The alternative is to use the separate heap dump sanitization tools. That alternative is not exclusive with suggested JVM improvement, but comes as a useful addition to defense-in-depth strategy. Heavily fortified environments have several layers of defenses on exfiltration path: dump sanitization -> dump checkers -> dump use audit. Making JVM not to dump the confidential data to begin with adds another protective layer to this scheme, which covers the case when any of the subsequent layers fail. Plus, it gives an edge in security posture: nothing sensitive hits the file storage, which makes post-dump storage sanitization questions less pressing.
01-08-2024

(copying things from PR, so they are not buried there) Notes from the field, looking through real world heap dumps: while most of the time the confidential data is in primitive arrays (key material, cipher buffers, string contents), primitive fields carry identifiable data as well, e.g. numeric account/transaction IDs. Even double/floats contain data often, think financial data or even (pants heavily) LLM weights. A good approach is to strip everything that is not needed to follow-up on heap occupancy problems, as this is an overwhelmingly major use case. I think the approach of "strip everything, but the shape of the object graph and the shape of the objects" is a very reasonable thing to do. This is what zeroing out all primitive fields and primitive arrays contents achieves, IMO.
01-08-2024

> I read the closing of JDK-8078234 as it simply not being a high enough priority at the time.

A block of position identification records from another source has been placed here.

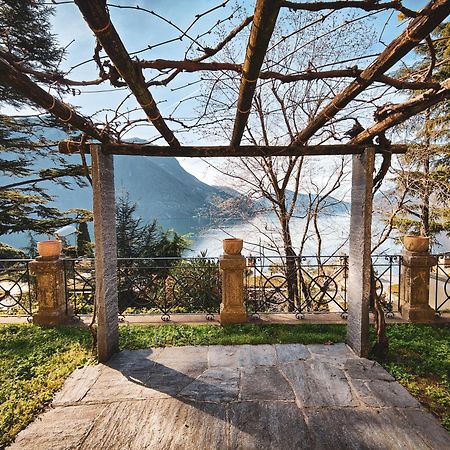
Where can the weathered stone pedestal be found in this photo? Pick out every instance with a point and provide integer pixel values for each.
(415, 287)
(359, 253)
(50, 292)
(232, 308)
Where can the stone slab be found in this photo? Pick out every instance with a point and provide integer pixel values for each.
(265, 425)
(264, 383)
(269, 397)
(365, 369)
(159, 424)
(241, 355)
(379, 393)
(217, 384)
(61, 428)
(319, 384)
(77, 385)
(291, 352)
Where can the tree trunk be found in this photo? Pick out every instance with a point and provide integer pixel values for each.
(381, 346)
(291, 264)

Which implies it was not considered necessary and/or worthwhile. It sounds to me that what your are looking for is more a summary heap dump - with the classes and instances and links between them, but no actual "data" as such from any object. Edit I'd missed the link to the PR when I wrote that. > The change doesn't seem particularly intrusive to me, Right. I had assume general purpose oop printing/dumping logic was involved but it seems specific to the HeapDumper with no affects elsewhere.
01-08-2024

A pull request was submitted for review. Branch: master URL: https://git.openjdk.org/jdk/pull/20409 Date: 2024-07-31 19:10:41 +0000
31-07-2024

I read the closing of JDK-8078234 as it simply not being a high enough priority at the time. For our organization (and I would think other support organizations), this is a high priority. We don't want 3rd party customers sharing their unsecured heap dumps with us. We would prefer to make it as easy as possible for them to redact confidential information from the heap dumps. In many cases, we must explain to the users exactly how to create a heap dump in the first place. The change doesn't seem particularly intrusive to me, but we can discuss that in the forthcoming pull request.
31-07-2024

JDK-8078234 was closed many years ago as not being considered necessary or worthwhile. This seems likely to be quite an intrusive change and relies on the application deployer, or the tool user, to know that the flag is needed. Applications that are concerned about plain text confidential or personally identifiable information, should perhaps be taking steps to not keep it in plain text within Java object fields. The ability to redact a heap dump seems like "false security" to me.